Mais elle était trop timide pour aller chercher tout de suite sa clarinette. Nous dûmes la prier et insister, et elle dut boire deux autres verres.
— Elle est vraiment épatante, nous promit le petit Newt.
— Je meurs d’envie de vous entendre jouer, dit Castle.
— Bon, dit Angela en se levant d’une façon mal assurée. Bon, je vais m’exécuter.

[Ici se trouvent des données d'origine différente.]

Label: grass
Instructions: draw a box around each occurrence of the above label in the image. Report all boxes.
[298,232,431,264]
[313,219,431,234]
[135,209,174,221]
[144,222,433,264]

Quand elle fut hors de portée de nos voix, Newt l’excusa.
— Elle vient de passer une période difficile. Elle a besoin de repos.
— Elle a été malade ? m’enquis-je.
— Son mari est très moche avec elle, dit Newt. (Il nous fit comprendre qu’il détestait le jeune et séduisant mari de sa sœur, Harrison C. Conners, le président arrivé de Fabri-Tek.) Il ne rentre presque jamais à la maison. Quand il rentre, il est ivre, et généralement barbouillé de rouge à lèvres.
— À l’entendre parler, dis-je, j’ai eu l’impression qu’ils faisaient un couple très heureux.
Le petit Newt avança les bras, mains à quinze centimètres l’une de l’autre, doigts tendus.
— Vous voyez le chat ? Vous voyez le berceau ?
Les noces d’Angela et d’un pianiste de boogie-woogie
Je n’avais aucune idée de ce qui allait sortir de la clarinette d’Angela. Personne n’aurait pu imaginer ce qui allait en sortir.
Je m’attendais à quelque chose de pathologique, mais certainement pas à une maladie d’une telle profondeur, d’une telle violence, d’une beauté presque intolérable.
Angela téta l’embouchure pour la chauffer, mais sans jouer aucune note préliminaire. Son regard devint vitreux, ses doigts osseux coururent distraitement sur les clés silencieuses de l’instrument.